Weakened dam looms as latest threat after Maria
PUERTO RICO: A dam in Puerto Rico weakened by heavy rains from Hurricane Maria was in danger of failing yesterday, posing a flood threat to thousands of homes downstream as the stormbattered US island territory struggled through a fifth day with virtually no electricity.
Some 70,000 people who inhabit a river valley below the Guajataca Dam in the northwestern corner of the island have been under evacuation orders since Saturday afternoon, when authorities first warned that the earthen structure was in danger of imminent collapse.
The fear of a potentially catastrophic dam break added to the pandemonium facing disaster relief authorities in the aftermath of Maria, which has claimed at least 29 lives across the Caribbean.
Puerto Rico Governor Ricardo Rossello personally urged residents of the area to heed evacuation orders after surveying damage to the dam, telling reporters that a fissure in the structure ‘‘has become a significant rupture.’’
The dam, which stands about 37 metres tall, was built in 1929 and supplies the surrounding region with hydropower, drinking water and irrigation supplies.

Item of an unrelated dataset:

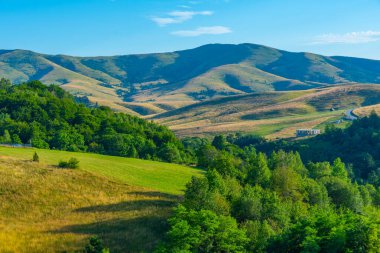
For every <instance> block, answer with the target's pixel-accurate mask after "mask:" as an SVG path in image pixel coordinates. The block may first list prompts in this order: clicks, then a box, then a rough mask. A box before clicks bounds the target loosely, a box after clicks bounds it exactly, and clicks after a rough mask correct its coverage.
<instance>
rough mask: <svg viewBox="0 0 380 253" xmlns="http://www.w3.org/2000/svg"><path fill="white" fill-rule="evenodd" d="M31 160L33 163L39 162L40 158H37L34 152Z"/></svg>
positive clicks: (36, 152)
mask: <svg viewBox="0 0 380 253" xmlns="http://www.w3.org/2000/svg"><path fill="white" fill-rule="evenodd" d="M32 160H33V162H37V163H38V162H40V157H39V156H38V154H37V152H34V154H33V159H32Z"/></svg>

The National Weather Service in San Juan, the island’s capital, extended a flash flood watch for communities along the rainswollen Guajataca River below the dam through midday yesterday.
If the dam were to fail, flooding would be life-threatening, the Weather Service warned. ‘‘Stay away or be swept away,’’ it said.
Maria, the second major hurricane to savage the Caribbean this month and the most powerful to strike Puerto Rico in nearly a century, carved a path of destruction through the island after ploughing ashore early on Thursday.
Arriving as a Category 4 storm, with top winds of up to 249kmh, Maria ripped roofs from buildings, turned roads into gushing debrisstrewn rivers and knocked out power across the entire island, home to 3.4 million people.
‘‘We lost our house, it was completely flooded,’’ said resident Carmen Gloria Lamb, a resident near the rain-swollen Guajataca. ‘‘We lost everything; cars, clothes, everything.’’
Puerto Rico officials have officially confirmed 10 stormrelated fatalities on the island, and the hurricane was blamed for at least 19 other deaths across the Caribbean, the bulk of them on the devastated island nation of Dominica.
Severe flooding, structural damage to homes and the loss of all electricity, except from backup generators, were three of the most pressing problems facing Puerto Ricans, New York Governor Andrew Cuomo, whose state is home to many of Puerto Rican descent, said during a tour of the island.